The next level of analysis falls into the qualitative realm of memory and feedback filtered through our personal lenses. In this analysis area, discussions become more anecdotal with less facts to back up decisions and more personal interpretations. Here the crystal ball becomes cloudy, showing glimpses of what could be raising questions, such as, “Did the item not sell because of poor customer response or was it positioned poorly at retail” or “Do we need 20% more 10-in. hanging baskets or did only one customer need more?” 

The qualitative is harder to evaluate and our personal prejudices or likes often get in the way. If we personally love a plant, yet it consistently doesn’t sell well, it’s hard to cut it from production and move into something else.

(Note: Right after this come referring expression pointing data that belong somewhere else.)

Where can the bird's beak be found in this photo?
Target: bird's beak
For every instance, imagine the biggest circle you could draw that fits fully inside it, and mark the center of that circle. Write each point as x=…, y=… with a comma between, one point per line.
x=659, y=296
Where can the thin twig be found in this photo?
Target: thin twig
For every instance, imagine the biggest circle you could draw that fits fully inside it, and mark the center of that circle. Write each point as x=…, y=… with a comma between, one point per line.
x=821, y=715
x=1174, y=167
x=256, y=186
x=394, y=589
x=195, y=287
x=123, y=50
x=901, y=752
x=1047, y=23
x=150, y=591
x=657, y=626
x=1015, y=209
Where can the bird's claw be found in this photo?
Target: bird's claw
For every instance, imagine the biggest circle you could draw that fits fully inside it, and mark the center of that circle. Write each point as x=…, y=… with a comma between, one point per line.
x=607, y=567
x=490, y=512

Once we’ve reviewed the data, we move on to possible trends. Until not too recently, trends were collected from sales data and publications; now, trends rise and fall on social media platforms. Our industry’s houseplant and tropicals trend started on social media and was quickly backed up by sales data. However, not all trends move that quickly and the trick is to determine whether a trend is a fad or something more sustainable. 

Once that’s established, an item or product line goes through Four Ps: Product, Price, Placement and Promotion. After that, it’s all about watching to gauge when product maturity eases into decline and to exit the item from production before it reaches full decline.

Although we have all these tools to aid with forecasting, there are always yearly hits and misses. Sometimes we adopt a line too soon and it fails; other times we misjudge a trend and don’t plan enough, and sometimes we’re overly enthusiastic about a trend and plan too much. Each time we miss the mark we go back and evaluate where the plan was off, what we can do better, how we can prepare or make faster directional changes. 

We do get better and more accurate. We provide higher fill rates and faster, more engaging service. Yet, with all the tools and methods we use, the great mystery of what the future holds is still unknowable and that’s why we still want to peer into a crystal ball looking for a hint of what’s to come. GT


Heather Hydoski is Delta Sales Manager West for Dümmen Orange.